リンクランクじいさんはかえってきて、戸をたたき、「マンスロットおばさん、戸を開けておくれ」と叫びました。「いやよ、リンクランクじいさん。戸を開けてやらないわ。」と王女は言いました。するとじいさんは言いました、「ここに立っているおれ、かわいそうなリンクランク、17フィートの長いすねに、疲れ果てた足で、マンスロットおばさん、皿を洗っとくれ」「もう皿は洗いました」と王女は答えました。するとじいさんはまた言いました、「ここに立っているおれ、かわいそうなリンクランク、17フィートの長いすねに、疲れ果てた足で、ベッドをととのえておくれ、マンスロットおばさん」「もうベッドはととのえました」と王女は答えました。するとじいさんはまた言いました、「ここに立っているおれ、かわいそうなリンクランク、17フィートの長いすねに、疲れ果てた足で、戸を開けておくれ、マンスロットおばさん」それからじいさんは走って家をまわり、小さな窓が開いているのを見て、(中を覗き込んで、あいつがいったい何をしているのか、どうして戸を開けないのか見てみよう)と思いました。
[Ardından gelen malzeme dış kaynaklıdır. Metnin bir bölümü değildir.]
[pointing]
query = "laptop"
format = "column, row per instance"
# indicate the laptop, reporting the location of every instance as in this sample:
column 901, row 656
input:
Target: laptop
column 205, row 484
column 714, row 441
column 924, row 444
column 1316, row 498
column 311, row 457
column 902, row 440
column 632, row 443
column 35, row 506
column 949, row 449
じいさんは中を覗こうとしましたが長いひげが邪魔をして頭を入れられませんでした。それでまず開いた窓からひげを中に入れました。しかし、ひげを入れ終わったちょうどそのとき、マンスロットおばさんがやってきて、窓に縛っておいた紐を引っ張って窓を下ろしてしまい、ひげがしっかり挟まれてしまいました。それでひどく痛がって、じいさんはとてもあわれっぽく泣きだし、放してくれと頼みました。しかし王女は「山に登るはしごをくれるまではだめ。」と言いました。それで、いやおうなく、じいさんははしごのありかを言わなくてはなりませんでした。王女は窓にとても長いリボンをつないでいたので、はしごを立てかけ山に登っててっぺんに着いた時、窓を開けました。
王女は父親のところに行き、今まであったことを話しました。王様はとても喜んで、いいなずけはまだそこにいました。みんなは山に行って掘り起こし、中にリンクランクじいさんと金銀を見つけ、王様はリンクランクじいさんを殺させ、金銀の宝をもって帰りました。王女はいいなずけと結婚し、華やかで幸せに暮らしました。